3.8. DNA Synthesis Assay

DNA biosynthesis in the NHSF cell line after the treatment of maqui berry extracts was carried out using a radioisotope method by measuring the incorporation of [³H]-thymidine into the cells’ DNA. Based on the results of the MTT test, maqui extracts at concentrations of 50 and 100 µg/mL were selected for thymidine incorporation. NHSF cells were seeded (1.5 × 10⁵ cell/well) on 24-well plates in DMEM supplemented with 10% heat-inactivated FBS, 100 U/mL penicillin, and 0.1 mg/mL streptomycin and exposed to the treatment medium containing DMSO (0.1%—control). After obtaining 80–85% confluence, the cells were treated with maqui extracts dissolved in DMEM with inactivated FBS and incubated for 44 h. Next, 10 µL [³H]-thymidine was added to each well and incubated again for 4 h. After that time, the medium was removed, and the cell surface was washed twice with 1 mL of 0.05 M cold tris(hydroxymethyl)aminomethane hydrochloride (Tris-HCl) and 1 mL of 5% trichloroacetic acid (TCA). A total of 1 mL of sodium dodecyl sulfate (SDS) was added to each well, and cell lysate was transferred to the vessels with scintillator fluid. The level of [³H]-thymidine incorporated in the newly synthesized DNA strand was assessed using a scintillation counter TriCarb 2810 TR (PerkinElmer, Singapore) in relation to the number of cells proliferating during the S phase of the cell cycle.

3.9. UVB Irradiation

The effect of maqui berry extracts on the NHSF cells exposed to UVB radiation was assessed after irradiation with UVB (10, 25, and 50 mJ/cm²) before evaluating the DNA damage. Cells at a density of 2 × 104 cells/mL were seeded onto 96-well plates at a volume of 200 µL per well. The plates were incubated for 24 h at 37 °C and 5% CO₂ to obtain confluence. To achieve appropriate dilutions of tested extracts (25, 50, 100, 150, and 200 µg/mL), “STOCK” solutions with a concentration of 1000 µg/mL were prepared. Next, the cells were incubated with extract for 24 h. Before the UVB exposure, the cells were gently washed three times with PBS and then covered with a thin glass layer. Control cells with no irradiation were treated similarly and stored in the dark. The irradiation intensity was detected using a UVB radiometer Crosslinker CL-100 (UVP Analytik Jena, Upland, CA, USA). The PBS layer was removed from the plates and fresh medium or the medium with extracts was added and incubated. Then, the incubation MTT test was performed. The results were also compared with the control without the extracts.
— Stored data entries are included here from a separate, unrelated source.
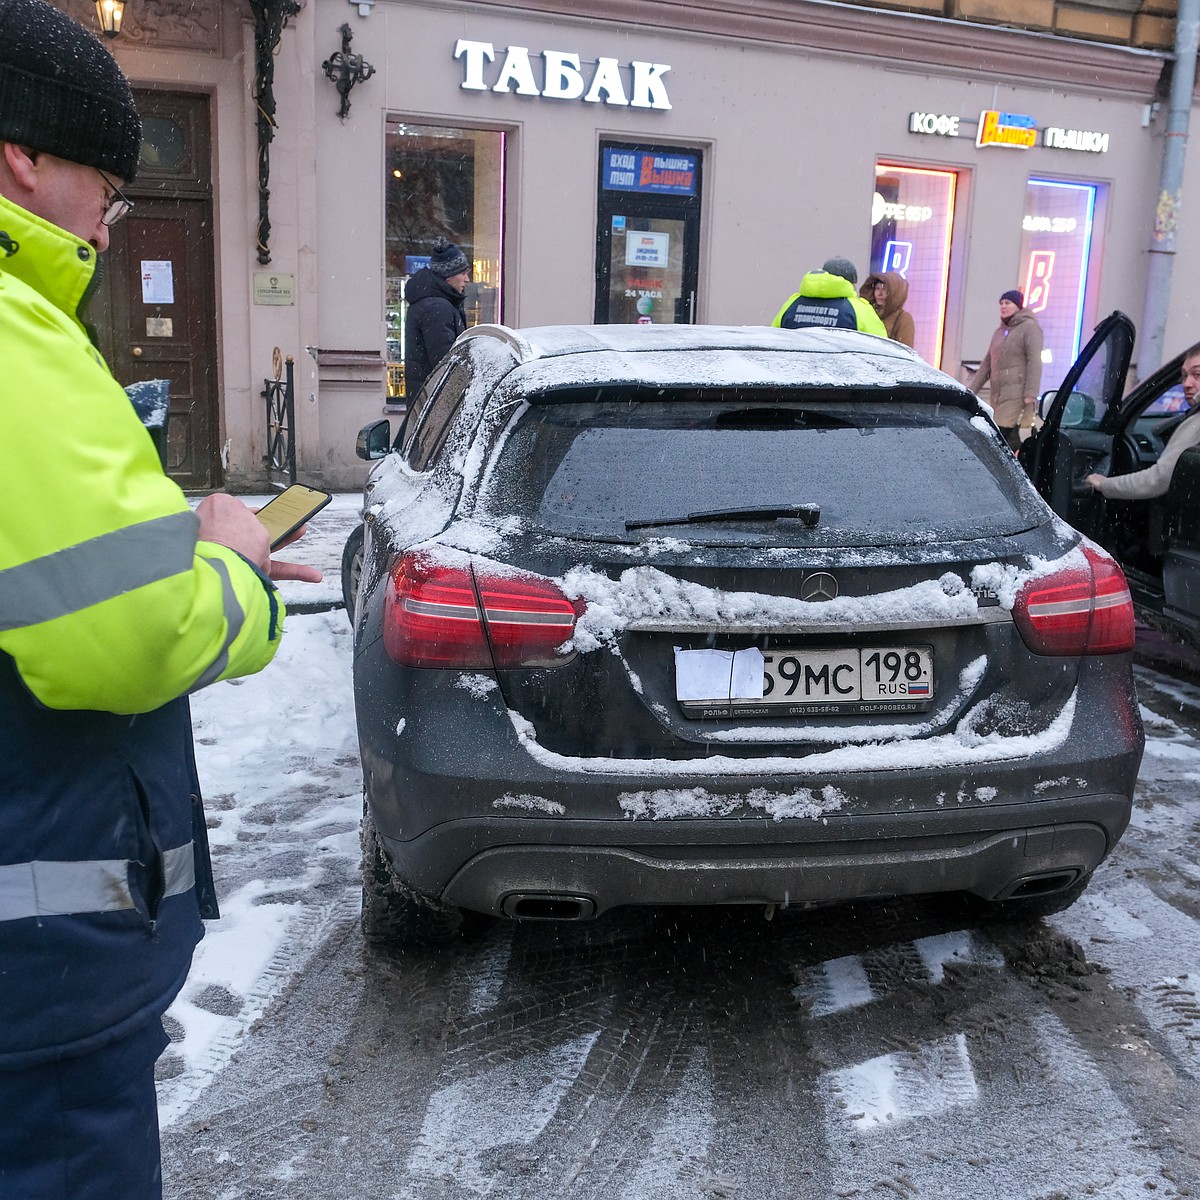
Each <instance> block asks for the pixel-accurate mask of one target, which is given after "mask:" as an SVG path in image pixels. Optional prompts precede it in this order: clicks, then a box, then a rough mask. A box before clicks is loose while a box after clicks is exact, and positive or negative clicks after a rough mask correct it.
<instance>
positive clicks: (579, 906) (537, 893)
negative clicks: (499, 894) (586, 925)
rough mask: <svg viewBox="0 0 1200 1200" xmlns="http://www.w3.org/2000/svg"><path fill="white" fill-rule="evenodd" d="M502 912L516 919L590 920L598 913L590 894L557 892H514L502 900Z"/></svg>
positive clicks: (527, 919)
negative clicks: (572, 895) (580, 893)
mask: <svg viewBox="0 0 1200 1200" xmlns="http://www.w3.org/2000/svg"><path fill="white" fill-rule="evenodd" d="M500 912H503V913H504V916H505V917H512V918H515V919H516V920H588V919H589V918H590V917H594V916H595V913H596V905H595V901H594V900H592V899H589V898H588V896H570V895H562V894H559V893H556V892H514V893H511V894H510V895H506V896H505V898H504V899H503V900H502V901H500Z"/></svg>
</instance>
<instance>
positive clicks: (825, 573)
mask: <svg viewBox="0 0 1200 1200" xmlns="http://www.w3.org/2000/svg"><path fill="white" fill-rule="evenodd" d="M836 595H838V581H836V580H835V578H834V577H833V576H832V575H830V574H829V572H828V571H814V574H812V575H805V576H804V580H803V582H802V583H800V599H802V600H833V599H835V598H836Z"/></svg>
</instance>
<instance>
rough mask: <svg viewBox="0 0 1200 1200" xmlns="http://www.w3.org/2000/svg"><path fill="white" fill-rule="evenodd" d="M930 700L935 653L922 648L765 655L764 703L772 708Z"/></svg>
mask: <svg viewBox="0 0 1200 1200" xmlns="http://www.w3.org/2000/svg"><path fill="white" fill-rule="evenodd" d="M932 695H934V652H932V650H931V649H929V647H924V646H872V647H869V648H866V649H856V650H773V652H770V653H767V652H763V656H762V698H763V702H764V703H768V704H823V703H829V702H830V701H856V700H857V701H866V702H869V701H880V700H922V701H925V700H929V698H930V697H931V696H932Z"/></svg>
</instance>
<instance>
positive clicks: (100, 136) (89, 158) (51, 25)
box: [0, 0, 142, 182]
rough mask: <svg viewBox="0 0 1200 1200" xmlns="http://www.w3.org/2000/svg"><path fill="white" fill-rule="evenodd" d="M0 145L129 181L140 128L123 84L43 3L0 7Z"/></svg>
mask: <svg viewBox="0 0 1200 1200" xmlns="http://www.w3.org/2000/svg"><path fill="white" fill-rule="evenodd" d="M0 142H12V143H14V144H16V145H23V146H29V148H30V149H32V150H41V151H42V152H43V154H52V155H54V156H55V157H58V158H66V160H67V161H68V162H77V163H82V164H83V166H84V167H98V168H100V169H101V170H104V172H108V173H109V174H110V175H116V176H118V178H119V179H122V180H124V181H125V182H128V181H130V180H132V179H133V176H134V175H136V174H137V169H138V152H139V150H140V148H142V121H140V119H139V118H138V110H137V107H136V106H134V103H133V92H132V91H131V90H130V84H128V80H127V79H126V78H125V76H124V74H122V73H121V68H120V67H119V66H118V65H116V61H115V59H114V58H113V55H112V54H109V53H108V50H107V49H104V46H103V43H102V42H101V41H100V38H98V37H96V35H95V34H91V32H89V31H88V30H86V29H84V28H83V25H78V24H76V22H73V20H72V19H71V18H70V17H67V16H66V14H65V13H62V12H59V10H58V8H55V7H53V6H52V5H48V4H46V0H0Z"/></svg>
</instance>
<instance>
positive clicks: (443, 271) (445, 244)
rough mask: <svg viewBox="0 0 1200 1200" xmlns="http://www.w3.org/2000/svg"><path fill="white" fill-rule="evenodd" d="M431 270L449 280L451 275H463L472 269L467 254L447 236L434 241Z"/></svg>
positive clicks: (442, 277) (430, 255)
mask: <svg viewBox="0 0 1200 1200" xmlns="http://www.w3.org/2000/svg"><path fill="white" fill-rule="evenodd" d="M430 270H431V271H432V272H433V274H434V275H437V276H438V277H439V278H443V280H449V278H450V276H451V275H461V274H462V272H463V271H469V270H470V263H468V262H467V256H466V254H464V253H463V252H462V251H461V250H460V248H458V247H457V246H456V245H455V244H454V242H452V241H446V240H445V238H438V240H437V241H436V242H433V253H432V254H430Z"/></svg>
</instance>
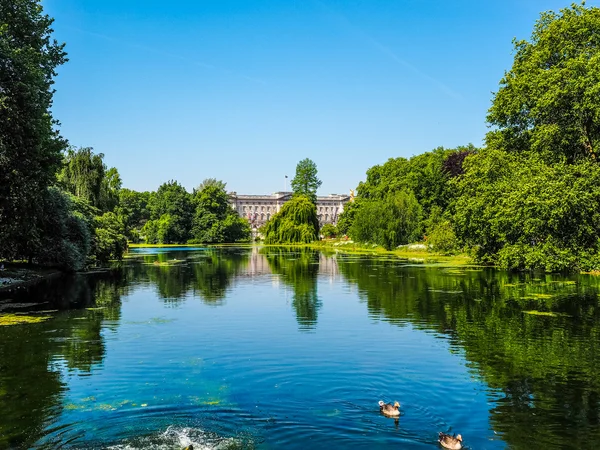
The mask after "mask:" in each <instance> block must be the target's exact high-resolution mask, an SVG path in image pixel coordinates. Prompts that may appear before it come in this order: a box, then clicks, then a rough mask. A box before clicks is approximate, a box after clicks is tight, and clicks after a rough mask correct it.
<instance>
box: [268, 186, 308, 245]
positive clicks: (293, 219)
mask: <svg viewBox="0 0 600 450" xmlns="http://www.w3.org/2000/svg"><path fill="white" fill-rule="evenodd" d="M261 232H262V233H263V235H264V236H265V243H267V244H300V243H308V242H312V241H315V240H317V239H318V237H319V220H318V218H317V208H316V207H315V204H314V203H313V202H312V201H311V200H310V198H308V197H307V196H305V195H297V196H294V197H293V198H292V199H291V200H290V201H287V202H285V203H284V205H283V206H282V207H281V210H280V211H279V212H278V213H277V214H275V215H273V217H271V219H270V220H269V221H268V222H267V223H266V224H265V225H263V227H262V229H261Z"/></svg>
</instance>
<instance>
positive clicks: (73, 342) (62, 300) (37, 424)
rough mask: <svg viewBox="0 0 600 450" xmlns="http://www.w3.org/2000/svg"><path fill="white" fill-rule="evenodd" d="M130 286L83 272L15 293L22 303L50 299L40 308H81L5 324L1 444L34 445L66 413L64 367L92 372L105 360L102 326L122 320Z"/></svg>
mask: <svg viewBox="0 0 600 450" xmlns="http://www.w3.org/2000/svg"><path fill="white" fill-rule="evenodd" d="M125 289H126V287H125V286H124V284H123V282H122V280H121V279H120V277H119V276H113V275H110V274H105V275H100V276H98V275H96V276H83V275H80V276H69V277H63V278H62V279H59V280H53V281H51V282H44V283H42V284H41V285H39V286H36V287H34V288H30V289H28V290H23V291H21V292H20V294H17V295H14V296H13V298H12V301H14V302H17V303H19V302H26V301H27V300H28V299H31V298H35V299H36V303H44V304H43V305H42V306H37V307H33V308H32V309H34V310H35V309H38V310H40V308H41V307H43V308H45V309H59V310H66V309H68V308H77V310H76V311H70V312H66V311H65V312H60V311H59V312H58V313H55V316H54V318H53V319H52V320H50V321H47V322H41V323H36V324H28V325H17V326H0V410H1V411H2V419H1V420H0V448H28V447H30V446H31V445H32V444H33V443H34V442H35V441H37V440H38V439H39V438H40V437H41V436H42V434H43V430H44V428H45V427H46V426H47V425H48V423H49V421H50V420H51V419H52V417H56V416H57V415H59V414H60V413H61V408H62V402H61V401H62V395H63V392H64V391H65V390H66V389H67V386H66V385H65V384H64V382H63V381H62V377H61V372H62V371H63V370H67V371H73V372H78V373H89V372H90V371H91V370H92V368H93V367H94V366H96V365H100V364H102V361H103V358H104V355H105V352H106V348H105V344H104V339H103V336H102V333H101V330H102V329H103V328H106V327H117V326H118V323H119V320H120V310H121V303H120V297H121V295H122V294H123V292H124V290H125ZM45 302H47V303H45ZM86 308H100V309H91V310H88V309H86ZM21 311H22V310H21ZM77 319H80V320H77Z"/></svg>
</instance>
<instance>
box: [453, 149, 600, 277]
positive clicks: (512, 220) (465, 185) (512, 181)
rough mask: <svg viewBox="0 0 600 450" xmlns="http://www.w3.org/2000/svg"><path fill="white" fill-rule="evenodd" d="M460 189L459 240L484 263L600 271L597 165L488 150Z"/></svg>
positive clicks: (470, 164)
mask: <svg viewBox="0 0 600 450" xmlns="http://www.w3.org/2000/svg"><path fill="white" fill-rule="evenodd" d="M456 187H457V191H458V197H457V200H456V203H455V207H454V208H455V213H454V223H455V227H456V230H457V234H458V236H459V237H460V238H461V239H462V241H463V242H464V243H466V244H467V245H469V246H470V247H471V248H472V249H473V251H474V252H475V255H476V257H477V259H478V260H480V261H483V262H492V263H498V264H500V265H502V266H504V267H510V268H519V269H522V268H540V269H546V270H551V271H554V270H563V269H589V268H594V267H596V266H597V264H598V262H599V258H598V250H599V247H598V244H599V241H598V239H599V237H600V166H598V164H597V163H595V162H592V161H585V160H583V161H580V162H577V163H573V164H569V163H566V162H560V163H555V164H549V163H547V162H545V161H544V160H543V159H542V158H541V157H540V156H539V155H537V154H530V153H526V154H514V153H507V152H503V151H499V150H488V151H486V152H482V153H480V154H478V155H476V156H474V157H472V158H470V159H469V162H468V168H467V171H466V173H465V176H464V177H462V178H461V179H459V180H458V181H457V183H456Z"/></svg>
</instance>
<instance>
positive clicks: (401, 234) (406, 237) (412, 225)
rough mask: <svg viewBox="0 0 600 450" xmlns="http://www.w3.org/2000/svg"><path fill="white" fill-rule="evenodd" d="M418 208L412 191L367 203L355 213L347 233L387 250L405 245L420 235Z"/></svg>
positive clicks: (414, 197) (416, 238)
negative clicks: (374, 243)
mask: <svg viewBox="0 0 600 450" xmlns="http://www.w3.org/2000/svg"><path fill="white" fill-rule="evenodd" d="M421 218H422V208H421V205H419V202H418V201H417V199H416V198H415V195H414V194H413V193H412V191H408V190H402V191H400V192H397V193H393V194H388V195H387V196H386V197H385V198H384V199H383V200H367V201H365V202H364V203H363V204H362V205H361V208H360V209H359V210H358V212H357V213H356V217H355V219H354V222H353V224H352V226H351V227H350V230H349V234H350V237H352V238H353V239H355V240H357V241H360V242H371V243H375V244H378V245H381V246H382V247H384V248H386V249H387V250H391V249H393V248H395V247H397V246H398V245H401V244H408V243H409V242H411V241H414V240H417V239H419V237H420V235H421Z"/></svg>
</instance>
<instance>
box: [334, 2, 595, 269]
mask: <svg viewBox="0 0 600 450" xmlns="http://www.w3.org/2000/svg"><path fill="white" fill-rule="evenodd" d="M599 44H600V9H598V8H586V7H585V6H583V5H581V6H579V5H573V6H571V7H569V8H565V9H563V10H561V11H560V13H554V12H544V13H542V15H541V17H540V19H539V20H538V22H537V23H536V25H535V28H534V31H533V35H532V38H531V41H530V42H528V41H524V40H523V41H517V42H516V43H515V48H516V54H515V60H514V64H513V67H512V69H511V70H510V71H509V72H507V73H506V74H505V76H504V78H503V79H502V80H501V82H500V89H499V91H498V92H497V93H496V94H495V97H494V99H493V103H492V106H491V108H490V111H489V115H488V121H489V123H490V124H491V125H493V126H494V127H495V128H494V129H493V130H492V131H490V132H489V133H488V135H487V138H486V141H487V148H484V149H476V148H474V147H473V146H471V145H470V146H467V147H459V148H457V149H454V150H446V149H443V148H438V149H435V150H433V151H432V152H427V153H424V154H422V155H418V156H415V157H412V158H410V159H405V158H395V159H390V160H388V161H387V162H386V163H385V164H383V165H381V166H374V167H372V168H371V169H369V170H368V171H367V179H366V181H365V182H363V183H361V184H360V185H359V187H358V192H359V195H360V198H359V199H358V200H357V201H356V202H354V204H352V205H351V206H350V207H348V208H347V209H346V211H345V212H344V214H342V216H341V217H340V223H339V224H338V228H339V229H340V230H341V231H342V232H347V233H348V234H349V235H350V236H351V237H352V238H353V239H355V240H359V241H363V242H374V243H377V244H379V245H382V246H384V247H386V248H393V247H394V246H395V245H396V244H397V243H398V242H399V241H398V240H395V239H392V237H394V238H395V237H396V236H398V235H401V234H403V235H404V236H405V237H404V238H403V241H405V240H406V239H418V238H419V236H418V233H417V232H416V231H421V230H422V231H424V233H425V240H426V243H427V245H428V246H429V248H430V249H431V250H434V251H437V252H442V253H451V252H454V251H458V250H460V249H466V250H468V251H470V252H471V253H472V255H473V256H474V257H475V259H476V260H477V261H479V262H482V263H491V264H497V265H500V266H502V267H506V268H510V269H543V270H546V271H558V270H582V269H584V270H593V269H595V270H597V269H599V268H600V254H599V252H600V245H599V242H600V225H598V224H599V223H600V215H599V212H598V211H600V189H598V185H599V182H600V166H599V165H598V161H597V153H598V151H599V150H600V147H599V145H600V144H599V143H600V102H599V101H598V99H599V98H600V70H598V68H599V67H600V45H599ZM399 192H404V193H405V194H404V195H407V194H406V193H412V194H413V195H414V198H415V201H416V202H418V205H420V207H422V209H423V215H422V216H421V219H420V220H421V223H420V224H419V225H418V226H415V227H414V228H411V230H415V232H414V233H413V234H410V233H408V235H407V234H406V232H405V231H403V230H407V228H406V226H404V228H403V226H402V225H401V221H400V219H401V218H402V217H405V218H406V217H408V216H409V215H407V214H406V213H404V215H403V213H401V212H400V210H401V209H399V210H397V211H396V212H391V211H392V209H393V202H390V196H392V195H398V193H399ZM415 211H418V208H416V207H415ZM410 217H411V218H412V219H416V218H417V217H419V215H418V213H416V212H415V213H412V214H410ZM395 221H396V222H395ZM413 224H416V220H413Z"/></svg>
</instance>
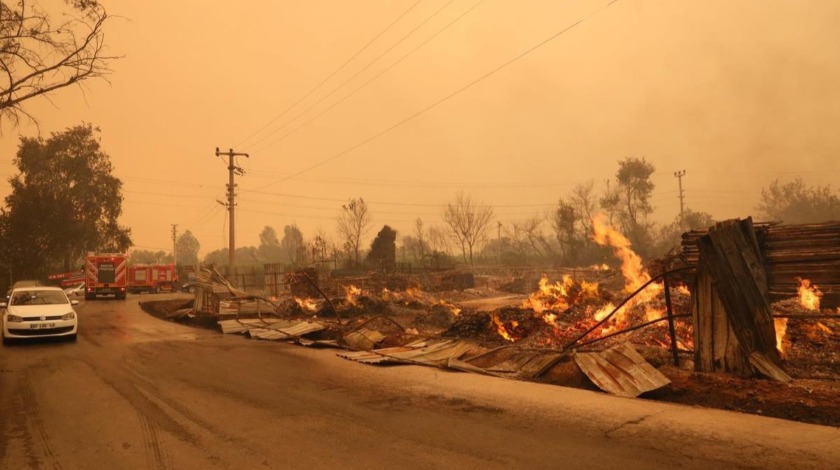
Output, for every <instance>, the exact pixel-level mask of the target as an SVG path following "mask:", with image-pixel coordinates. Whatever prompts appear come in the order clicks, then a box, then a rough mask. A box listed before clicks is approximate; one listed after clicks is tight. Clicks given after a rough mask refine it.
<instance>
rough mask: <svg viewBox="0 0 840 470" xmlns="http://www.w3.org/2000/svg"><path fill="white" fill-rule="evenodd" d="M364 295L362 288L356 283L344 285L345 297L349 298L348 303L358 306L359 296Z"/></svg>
mask: <svg viewBox="0 0 840 470" xmlns="http://www.w3.org/2000/svg"><path fill="white" fill-rule="evenodd" d="M361 295H362V290H361V289H359V288H358V287H356V286H354V285H350V286H344V298H345V299H346V300H347V303H348V304H350V305H352V306H354V307H358V305H359V297H360V296H361Z"/></svg>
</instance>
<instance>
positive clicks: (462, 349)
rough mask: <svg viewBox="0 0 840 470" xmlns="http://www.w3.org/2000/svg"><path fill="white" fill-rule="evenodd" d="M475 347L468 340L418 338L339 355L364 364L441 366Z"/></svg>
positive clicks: (472, 344) (463, 354) (470, 350)
mask: <svg viewBox="0 0 840 470" xmlns="http://www.w3.org/2000/svg"><path fill="white" fill-rule="evenodd" d="M475 349H476V346H475V345H474V344H472V343H469V342H466V341H460V340H443V339H437V340H418V341H414V342H412V343H409V344H407V345H405V346H399V347H394V348H384V349H375V350H372V351H358V352H348V353H339V354H338V356H339V357H343V358H345V359H350V360H351V361H357V362H362V363H364V364H380V363H383V362H395V363H405V364H421V365H429V366H435V367H439V366H445V365H446V364H447V363H448V362H449V360H450V359H459V358H461V357H462V356H463V355H464V354H466V353H467V352H469V351H474V350H475Z"/></svg>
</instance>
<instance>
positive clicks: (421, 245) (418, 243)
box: [414, 217, 426, 259]
mask: <svg viewBox="0 0 840 470" xmlns="http://www.w3.org/2000/svg"><path fill="white" fill-rule="evenodd" d="M414 233H415V234H416V236H417V251H418V253H417V255H418V258H419V259H423V258H425V257H426V239H425V233H426V232H425V231H424V230H423V219H421V218H420V217H418V218H417V220H415V221H414Z"/></svg>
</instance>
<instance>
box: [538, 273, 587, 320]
mask: <svg viewBox="0 0 840 470" xmlns="http://www.w3.org/2000/svg"><path fill="white" fill-rule="evenodd" d="M599 295H600V294H599V290H598V283H597V282H587V281H581V282H579V283H578V282H577V281H575V280H574V279H572V277H571V276H569V275H568V274H564V275H563V279H562V280H560V281H557V282H555V283H554V284H549V283H548V277H546V276H545V275H543V276H542V277H541V278H540V282H539V287H538V289H537V291H536V292H533V293H532V294H531V295H529V296H528V300H526V301H525V302H523V303H522V305H521V308H530V309H532V310H533V311H534V312H535V313H537V314H540V313H543V312H545V311H548V310H550V311H563V310H567V309H568V308H569V307H570V306H572V305H573V304H575V303H577V302H578V301H580V300H581V299H587V298H588V299H597V298H598V297H599Z"/></svg>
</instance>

3.10. Statistical Analysis

Statistical analyses were performed using Statistica v.13 software. Differences between independent and dependent groups were tested using the nonparametric Mann–Whitney U-test. The correlations were calculated and tested using the Spearman rank test. A p-value of <0.05 was considered significant.

4. Conclusions

The results of the current study suggest that maqui extracts could be a good source of antioxidants and lipophilic compounds for nutraceutical and pharmaceutical industries. Maqui berry extracts have a slightly protective effect against skin damage caused by UVB radiation. These are preliminary studies that require further research to determine which maqui compounds correspond with the photoprotective activity.